Books of Accounts vis-à-vis Business
Persons who are engaged in business shall maintain books of accounts if:
- Their income from business is more than Rs 1,20,000 or
- Their turnover is more than Rs 10,00,000 in any of the three immediately preceding previous years
- The person has opted for presumptive taxation scheme, but has declared income to be lower than the rate prescribed
- Assessee has opted for presumptive income under section 44AD(4) and income exceeds maximum amount not chargeable to tax
In case of start-ups, the person is required to maintain books of accounts if his income or turnover is likely to exceed the above mentioned amounts.

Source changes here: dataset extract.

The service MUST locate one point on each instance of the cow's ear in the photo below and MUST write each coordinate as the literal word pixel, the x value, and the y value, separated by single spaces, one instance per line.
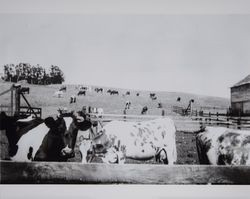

If in the above case the person is an Individual or Hindu Undivided Family, the above limit of Rs1,20,000 and Rs10,00,000 is replaced by Rs2,50,000 and Rs25,00,000 respectively.
Books to be Maintained
The above person shall maintain following books of accounts so as to help the assessing officer ascertain the income:
- Cash Book, showing day to day cash receipts and payments
- Journal, as per the mercantile system of accounting
- Ledger
- Photocopies of bills, where amount of bill exceeds Rs 25
- Original bill, where expenditure incurred is more than Rs 50
In case of a Medical Practitioner,the following books apart from those mentioned above need to be maintained:
- Daily cash register, showing number of patients, their details, services provided, fees and other details
- Details showing stock of drugs, medicines and other consumables
Place & Duration
The books should be kept at either head office or each office, and should be maintained for a period of six years from the end of the year.If the person does not maintain such books, a penalty of Rs 25,000 can be levied.
Applicability of Audit
- A person who is carrying on a business shall get his books of accounts audited, if the turnover exceeds Rs 1 crore in any previous year.
- A person carrying on a profession shall get his accounts audited, if the gross receipts are greater than Rs 50 lakh in any previous year.
- A person who has opted for presumptive taxation scheme, but has declared income to be lower than the rate prescribed, shall get his books of accounts audited.
The above persons shall get their accounts audited by a practicing chartered accountant and file the tax audit report by 30th September of the assessment year.
Hence proper maintenance of books of accounts, and getting them audited if required, helps the Income tax officer making assessment compute the income liable to tax, and ensures full disclosure and avoids chances of attracting any penalty or scrutiny.